It was the 7th grade, I can remember standing at my blue locker literally feeling a tug on my heart, the conviction of the Spirit asking me to choose God or the acceptance of my friends who were slowly veering into rebellion. I didn’t always make the best choices, but the Lord loved me so much He allowed me to be humiliated to put me on the right path close beside Him again. Early in the 10th grade I had to change schools and though painful, it was the course correction I needed. My friends who helped get me in trouble that year made fun of me for preaching in High School two years later. At this time I was firm in my faith again, leading Bible studies at lunch, a youth group leader and headed to Bible College. I’ll never forget how deep it cut as they laughed at the photo on my graduation poster of me speaking with a Bible in hand in a High School chapel. It wasn’t just me they were laughing at – it was Jesus. My best friend. My Savior. Their friendship could never save me, it never comforted me like He did. They left and He stayed.
They didn’t take me to Heaven as a young girl, they didn’t bring me out of my body to encounter Jesus in heavenly places, they didn’t save my physical life from death many times, they weren’t there when I was abandoned, they weren’t protecting me when demonic entities were coming for me through spirits and people. They didn’t answer my prayer as a 13 year old when I asked God for a hug and I went to the alter in church because I was tormented with thoughts of suicide and felt an actual supernatural hug around my heart. (and those were just the teen years). Honestly, what are we expecting to get from others?
I’m thankful for the narrow way, and even the tight leash that has always seemed to grip me because though it can be lonely, I am foreverbnear my greatest treasure. Some have never outgrown peer pressure. But with Jesus, you always belong. I pray my heart will be brave to choose always anointing over popularity.

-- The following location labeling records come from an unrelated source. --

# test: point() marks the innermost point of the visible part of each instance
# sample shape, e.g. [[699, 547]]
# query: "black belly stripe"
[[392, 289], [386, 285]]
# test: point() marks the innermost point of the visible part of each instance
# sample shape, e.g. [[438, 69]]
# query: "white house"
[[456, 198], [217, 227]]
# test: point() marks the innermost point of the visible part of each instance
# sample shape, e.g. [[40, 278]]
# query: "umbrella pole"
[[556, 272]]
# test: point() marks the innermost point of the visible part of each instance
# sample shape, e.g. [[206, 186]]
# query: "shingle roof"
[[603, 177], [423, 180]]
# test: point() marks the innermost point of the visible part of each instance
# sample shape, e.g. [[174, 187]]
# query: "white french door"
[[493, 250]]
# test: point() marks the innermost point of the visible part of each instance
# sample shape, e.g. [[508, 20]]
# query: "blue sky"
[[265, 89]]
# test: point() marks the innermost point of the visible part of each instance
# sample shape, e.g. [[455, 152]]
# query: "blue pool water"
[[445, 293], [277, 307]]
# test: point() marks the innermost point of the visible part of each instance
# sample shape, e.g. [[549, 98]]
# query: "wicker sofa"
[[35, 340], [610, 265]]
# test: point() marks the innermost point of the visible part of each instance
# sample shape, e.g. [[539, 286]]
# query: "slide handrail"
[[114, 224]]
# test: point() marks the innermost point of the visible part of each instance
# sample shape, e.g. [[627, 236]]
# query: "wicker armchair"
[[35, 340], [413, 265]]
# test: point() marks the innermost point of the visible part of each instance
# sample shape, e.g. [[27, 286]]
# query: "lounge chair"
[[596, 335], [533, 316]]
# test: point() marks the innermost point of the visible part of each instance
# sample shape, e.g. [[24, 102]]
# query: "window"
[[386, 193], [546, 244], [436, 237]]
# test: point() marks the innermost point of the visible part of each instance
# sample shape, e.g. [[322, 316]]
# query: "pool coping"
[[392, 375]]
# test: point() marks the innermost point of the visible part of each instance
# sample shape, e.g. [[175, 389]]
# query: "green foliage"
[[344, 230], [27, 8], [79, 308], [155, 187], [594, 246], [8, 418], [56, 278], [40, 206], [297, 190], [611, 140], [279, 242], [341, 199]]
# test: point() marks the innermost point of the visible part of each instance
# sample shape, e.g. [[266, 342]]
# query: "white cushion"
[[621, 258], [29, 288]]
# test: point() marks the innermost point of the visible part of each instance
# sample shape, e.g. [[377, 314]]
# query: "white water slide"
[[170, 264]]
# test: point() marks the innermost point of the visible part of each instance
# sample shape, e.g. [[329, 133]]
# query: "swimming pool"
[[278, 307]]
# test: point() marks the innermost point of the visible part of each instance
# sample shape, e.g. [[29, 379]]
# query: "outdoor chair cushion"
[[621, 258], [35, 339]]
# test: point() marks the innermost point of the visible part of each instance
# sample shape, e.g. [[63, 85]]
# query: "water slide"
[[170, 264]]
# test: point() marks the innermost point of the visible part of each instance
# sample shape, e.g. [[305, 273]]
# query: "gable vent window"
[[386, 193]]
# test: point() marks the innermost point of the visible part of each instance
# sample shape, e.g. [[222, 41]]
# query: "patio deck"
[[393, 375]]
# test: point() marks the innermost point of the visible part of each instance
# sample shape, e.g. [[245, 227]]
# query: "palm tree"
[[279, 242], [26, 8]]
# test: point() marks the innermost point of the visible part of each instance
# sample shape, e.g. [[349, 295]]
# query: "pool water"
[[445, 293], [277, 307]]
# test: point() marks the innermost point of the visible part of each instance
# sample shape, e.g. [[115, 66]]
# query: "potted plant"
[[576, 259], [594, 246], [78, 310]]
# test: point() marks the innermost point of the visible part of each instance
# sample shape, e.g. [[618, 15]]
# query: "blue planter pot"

This is a season of maturity. Don’t miss out on what the Lord wants to do in and through you because you need approval. Who else can compare to our Creator? Who else can fulfill your hearts longing more than Him? There is no other. What can these people do for you? Let your heart mature in this season, crowds and numbers don’t always mean success – and I’m speaking to the minister of 30 years as much as the tween addicted to likes on her phone. And while in your head you’ll agree with me, your heart may still be struggling on the narrow road. Friend, this is the time to store up treasures in Heaven. Popularity is fleeting and temporary. Charisma is not anointing. Anointing comes from being in the presence of The Anointed One. Choose wisely as days coming ahead will prove your allegiance.